São muitas palavras para definir Carlos Reichenbach, que todos na verdade chamavam de Carlão, mas se tivesse que escolher uma seria: generosidade. A morte do cineasta, nesta quinta-feira, 14, só comprova que o país paulatinamente vai perdendo seus pensadores mais libertários, que o Brasil com sua ascensão para um país novo-rico vai ficando um lugar mais egoísta.
Mas não é hora de falar dos tempos de hoje, é a hora da perda e como o instinto de permanência daquilo que se esvai, a memória se torna peça sólida para termos presente aquilo que não está mais entre nós.
A primeira lembrança vem não de um filme, mas de um ato. Éramos todos alunos da ECA-USP meio angustiados com a pasmaceira que ali vivíamos e resolvemos fazer uma semana de estudos cinematográficos. Carlão, sem nos conhecer e já um cineasta consagrado, aceitou na hora fazer um workshop de direção… de graça.
Uma outra lembrança é como ele sabia, por vias improváveis de seu talento, colocar atores então questionáveis na qualidade dramatúrgica como protagonistas, em papeis cruciais, e tirar um resultado inesperado (para nós, não para ele) deles. É o caso de Beth Faria em “Anjos do Arrabalde” (1986) ou Carlos Alberto Riccelli em “Dois Córregos” (1999).
Por fim, lembro-me de uma longa entrevista que fiz com ele a pedido do jornalista Marcelo Rezende. Carlão me confessou que quando jovem conhecia todos os cinemas de São Paulo e que ia de bicicleta do Jabaquara até o Tatuapé ou a Penha (para quem não mora na capital paulista, eu digo, são grandes distâncias) para ver um filme qualquer, num misto poético de “E.T.” e o “Grande Momento”, clássico de Roberto Santos.

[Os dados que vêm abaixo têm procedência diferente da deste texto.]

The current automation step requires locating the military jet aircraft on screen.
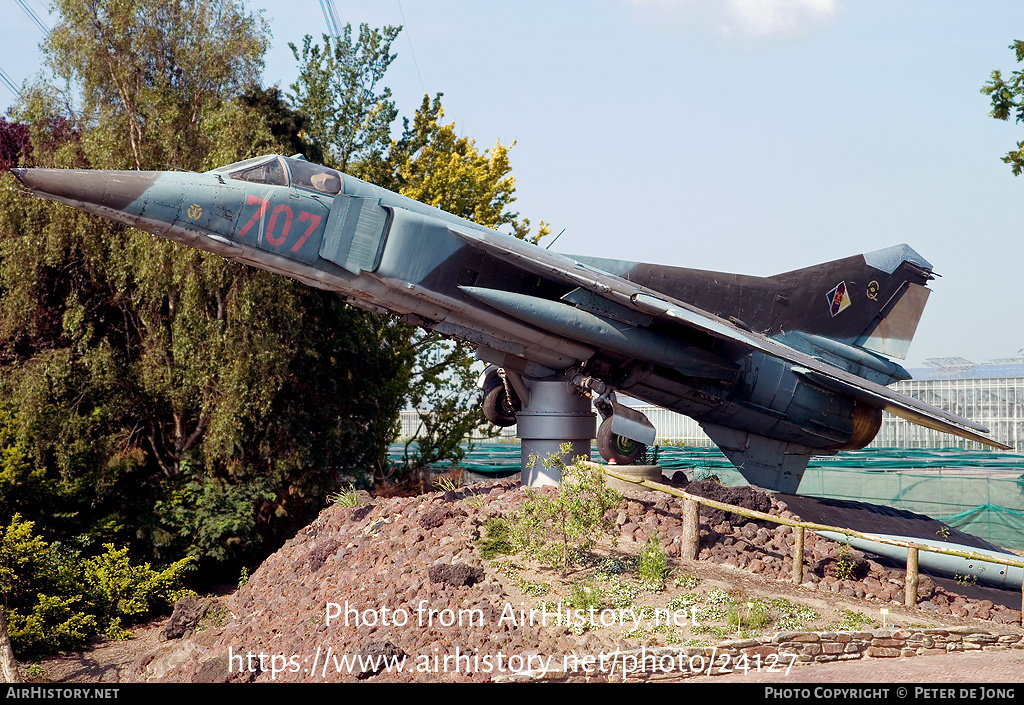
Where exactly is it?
[12,155,1008,493]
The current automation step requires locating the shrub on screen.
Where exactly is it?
[0,514,193,659]
[514,444,623,575]
[639,532,669,590]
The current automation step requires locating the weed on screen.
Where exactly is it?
[953,573,978,587]
[668,592,700,612]
[329,485,359,506]
[515,578,551,597]
[672,573,700,590]
[476,516,516,561]
[597,555,639,579]
[434,475,459,492]
[830,610,874,631]
[604,578,640,610]
[768,597,821,631]
[516,444,623,576]
[836,544,857,580]
[565,580,604,612]
[638,532,669,592]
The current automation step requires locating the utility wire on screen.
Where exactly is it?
[319,0,341,39]
[0,68,22,97]
[398,0,427,93]
[16,0,50,34]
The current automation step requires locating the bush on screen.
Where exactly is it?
[639,532,669,590]
[512,444,623,575]
[0,514,193,660]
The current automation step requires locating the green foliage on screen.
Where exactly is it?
[639,532,669,591]
[953,573,978,587]
[672,573,700,590]
[0,514,193,658]
[331,485,359,506]
[476,516,516,561]
[289,25,401,176]
[981,40,1024,176]
[565,580,604,612]
[516,444,623,575]
[833,610,874,631]
[836,544,857,580]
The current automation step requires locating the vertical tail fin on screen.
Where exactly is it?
[767,245,934,360]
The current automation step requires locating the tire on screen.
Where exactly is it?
[482,384,522,428]
[597,416,647,465]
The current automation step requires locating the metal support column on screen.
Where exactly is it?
[516,378,597,487]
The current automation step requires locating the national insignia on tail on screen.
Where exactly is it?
[827,282,850,318]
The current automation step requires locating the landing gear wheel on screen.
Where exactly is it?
[483,384,522,428]
[597,416,647,465]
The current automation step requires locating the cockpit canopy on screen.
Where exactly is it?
[211,155,341,196]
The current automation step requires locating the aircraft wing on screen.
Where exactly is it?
[450,227,1010,450]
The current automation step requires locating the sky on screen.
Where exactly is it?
[0,0,1024,368]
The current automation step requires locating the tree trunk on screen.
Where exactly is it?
[0,610,23,682]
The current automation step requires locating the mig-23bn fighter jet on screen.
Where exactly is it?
[12,156,1008,493]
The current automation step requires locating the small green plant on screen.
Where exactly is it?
[604,578,640,610]
[516,444,623,576]
[329,485,359,506]
[768,597,821,631]
[565,580,604,612]
[836,544,857,580]
[953,573,978,587]
[639,532,669,592]
[672,573,700,590]
[434,475,459,492]
[515,578,551,597]
[476,516,516,561]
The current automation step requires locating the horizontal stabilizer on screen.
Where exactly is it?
[450,227,1010,450]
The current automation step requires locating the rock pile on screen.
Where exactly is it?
[129,482,1020,681]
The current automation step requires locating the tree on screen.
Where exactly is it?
[289,25,401,176]
[290,25,550,479]
[981,40,1024,176]
[43,0,269,169]
[389,93,550,464]
[0,0,413,570]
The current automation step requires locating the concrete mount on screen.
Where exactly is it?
[516,378,597,487]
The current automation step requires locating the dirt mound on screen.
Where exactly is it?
[77,482,1020,682]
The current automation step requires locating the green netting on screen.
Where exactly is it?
[392,443,1024,550]
[936,504,1024,549]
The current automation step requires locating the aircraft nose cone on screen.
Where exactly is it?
[11,169,159,210]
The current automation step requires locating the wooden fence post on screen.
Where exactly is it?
[903,548,918,607]
[793,527,804,585]
[681,499,700,561]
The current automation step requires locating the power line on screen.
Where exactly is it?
[0,68,22,97]
[398,0,427,93]
[319,0,341,39]
[16,0,50,34]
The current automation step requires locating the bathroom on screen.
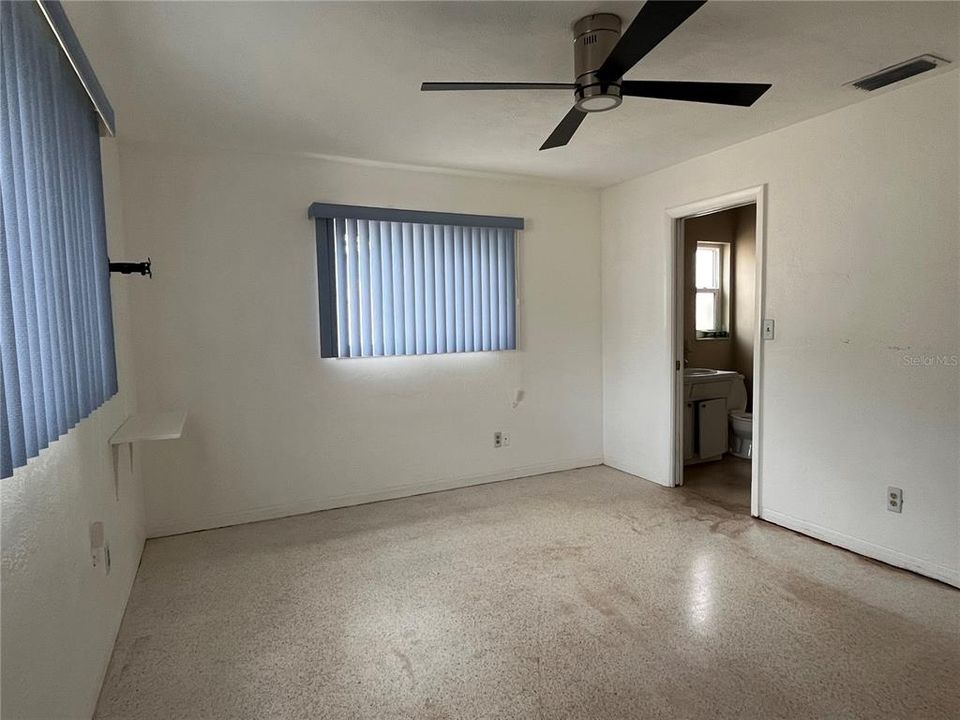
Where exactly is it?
[681,204,757,508]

Nestas três memórias pulsam generosidade, seja com o cinema, com os atores e com os desconhecidos.
Era um anarquista, um libertário. As questões da liberdade e da liberdade sexual eram uns dos pontos centrais para ele. A homossexualidade de companheiros da sétima arte, como a de João Silvério Trevisan, eram por ele admirada, como sinal de coragem em um tempo e uma sociedade (ainda) tão conservadora.
Para ele tanto fazia se você era gay, hétero, ou o que quisesse ser, o importante era amar o cinema. E ele o amou! Com generosidade e de forma libertária.